Concrètement, comment cela se passe-t-il pour les coiffeurs qui sont intéressés ?

Vous pouvez adhérer à Coiffeurs justes. Pour cela, il vous suffit d’appartenir au milieu de la coiffure, à une entreprise, ou à une institution, voulant soutenir les actions de l’association. Nous vous faisons alors parvenir un autocollant pour signaler votre adhésion à l’association Coiffeurs Justes, ainsi que votre reçu pour la défiscalisation. L’adhésion est de 25 euros et le sac coûte 1 euro. Certaines marques, dont Dessange, commencent à nous acheter des sacs pour les distribuer à leurs partenaires. Ainsi, à terme, l’objectif est que les sacs soient gratuits pour les coiffeurs. Les dons, à partir de 25 euros, donnent droit à une défiscalisation. Quant au sac, il permet de collecter de 220 à 230 chutes de cheveux, c’est ce que récolte un coiffeur par mois en moyenne. Avec la loi RSE [Responsabilité sociale des entreprises] de 2020, nous serons obligés de traiter nos déchets nous-mêmes. On pourra défiscaliser 0,05 centime du litre de déchets à déduire de notre taxe d’ordures ménagères, ce qui représente 40 litres par mois par coiffeur.

 

 

Comment réagissent les coiffeurs ? Sont-ils sensibles à votre démarche ?

C’est fantastique ! Les coiffeurs ont immédiatement soutenu l’idée de récupérer cette matière riche de possibilités de recyclage. L’association est très suivie ! Coiffeurs Justes a une vingtaine d’adhérents supplémentaires tous les jours. Dès que l’on publie une photo, elle est vue entre 1 000 et 2 000 fois. Nous avons dû recalibrer notre site Internet car nous avons plus de 3 000 connexions tous les jours. C’est exponentiel… J’ai demandé aux personnes qui ont reçu les premiers sacs de faire des photos originales. Les coiffeurs ont fait des selfies amusants, décalés, et du coup on a fait le buzz ! Ils sont aussi sensibles au fait que nos sacs soient respectueux de l’environnement. Ils sont en papier écologique, les encres et la colle sont écologiques aussi.

 

 

Que fait-on de toute cette matière récupérée ?

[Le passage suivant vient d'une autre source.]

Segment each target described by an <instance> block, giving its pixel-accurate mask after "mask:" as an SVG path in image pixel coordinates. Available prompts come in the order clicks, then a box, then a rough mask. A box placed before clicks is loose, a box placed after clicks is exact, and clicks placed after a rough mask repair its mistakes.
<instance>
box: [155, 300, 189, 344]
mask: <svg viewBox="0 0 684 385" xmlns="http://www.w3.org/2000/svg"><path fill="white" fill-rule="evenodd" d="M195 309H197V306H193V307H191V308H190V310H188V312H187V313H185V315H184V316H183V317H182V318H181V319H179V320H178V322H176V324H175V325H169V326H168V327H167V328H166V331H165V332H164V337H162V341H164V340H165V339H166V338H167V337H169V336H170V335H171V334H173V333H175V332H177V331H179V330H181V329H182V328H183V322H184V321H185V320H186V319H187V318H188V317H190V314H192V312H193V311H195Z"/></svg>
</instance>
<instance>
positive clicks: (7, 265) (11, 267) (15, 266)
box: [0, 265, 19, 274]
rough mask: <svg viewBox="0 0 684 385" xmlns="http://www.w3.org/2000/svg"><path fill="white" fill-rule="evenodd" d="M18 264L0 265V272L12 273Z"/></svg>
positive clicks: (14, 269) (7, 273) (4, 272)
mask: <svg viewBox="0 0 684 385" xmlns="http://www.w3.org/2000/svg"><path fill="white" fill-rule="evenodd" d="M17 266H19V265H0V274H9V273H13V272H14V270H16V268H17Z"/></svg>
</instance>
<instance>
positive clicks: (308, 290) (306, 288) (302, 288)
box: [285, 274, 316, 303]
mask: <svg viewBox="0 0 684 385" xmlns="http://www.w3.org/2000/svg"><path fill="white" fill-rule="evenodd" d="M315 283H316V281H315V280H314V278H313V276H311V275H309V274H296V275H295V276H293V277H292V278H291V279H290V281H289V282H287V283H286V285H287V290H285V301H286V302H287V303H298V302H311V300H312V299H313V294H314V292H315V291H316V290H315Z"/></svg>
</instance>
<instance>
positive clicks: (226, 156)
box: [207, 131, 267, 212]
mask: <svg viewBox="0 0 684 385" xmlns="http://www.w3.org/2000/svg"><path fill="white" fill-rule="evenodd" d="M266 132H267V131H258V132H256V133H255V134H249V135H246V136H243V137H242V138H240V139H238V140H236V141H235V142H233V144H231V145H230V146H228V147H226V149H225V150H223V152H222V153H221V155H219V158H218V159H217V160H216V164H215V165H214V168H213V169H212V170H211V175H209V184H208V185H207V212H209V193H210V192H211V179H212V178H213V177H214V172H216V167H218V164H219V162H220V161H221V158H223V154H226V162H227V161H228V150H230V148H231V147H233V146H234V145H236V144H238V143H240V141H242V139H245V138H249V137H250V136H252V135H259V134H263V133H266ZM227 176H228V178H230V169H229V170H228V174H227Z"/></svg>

Nous fabriquons des filtres. Il nous faut dix tonnes de cheveux pour en lancer la première production. Pour l’instant, nous en avons récupéré cinq, mais nous en recevons des cheveux tous les jours. Ensuite, l’association achètera une machine, et un Esat [Établissement et service d’aide par le travail] fabriquera les filtres, soit avec une machine à tisser pour en faire des carrés de 40/40 sur 2 centimètres d’épaisseur, soit en boudin, en remplissant de cheveux des collants de femmes. Ces filtres seront alors utilisés pour absorber le pétrole, les huiles solaires qui polluent les océans. Le cheveu sert aussi à dépolluer les eaux d’écoulement des routes, des zones industrielles, des autoroutes… Et il est réutilisable ! Après avoir servi plusieurs fois de filtre à hydrocarbure, on le lave et on peut le récupérer ! Il sera alors utilisé comme renforçateur de béton ! Ainsi, il n’est pas jeté dans la nature. C’est la seule matière au monde qui ne coûte rien à la fabrication et ne pollue jamais !

 

Avez-vous trouvé des appuis autour de vous ?

Pour l’instant, je suis seul. Heureusement mes employés m’aident beaucoup, ma fille aussi !

C’est devenu une mission pour moi, d’autant que je suis contacté par l’Europe entière. Et même l’Uruguay m’a contacté récemment ! Cela a dépassé mes attentes, mais j’ai toujours été un grand rêveur et je voulais y croire ! Je suis en contact avec Brune Poirson [secrétaire d’État auprès du ministre de la Transition écologique et solidaire] qui m’a fait savoir qu’il est encourageant de voir une association comme Coiffeurs Justes, « engagée dans recyclage et la valorisation des déchets, qui s’inscrit dans la continuité de la loi antigaspillage pour une économie circulaire ». Alors, au niveau politique, oui, ça commence vraiment à bouger. Dans la coiffure, hormis les adhérents bien sûr, absolument pas ! On m’a proposé de me vendre des espaces publicitaires, ça ne va pas au-delà ! Aucune aide de ce côté ! C’est la raison pour laquelle je demande aux coiffeurs d’en parler autour d’eux, de faire le buzz ! Plus nous serons nombreux, plus il sera facile de veiller à préserver à notre façon l’environnement.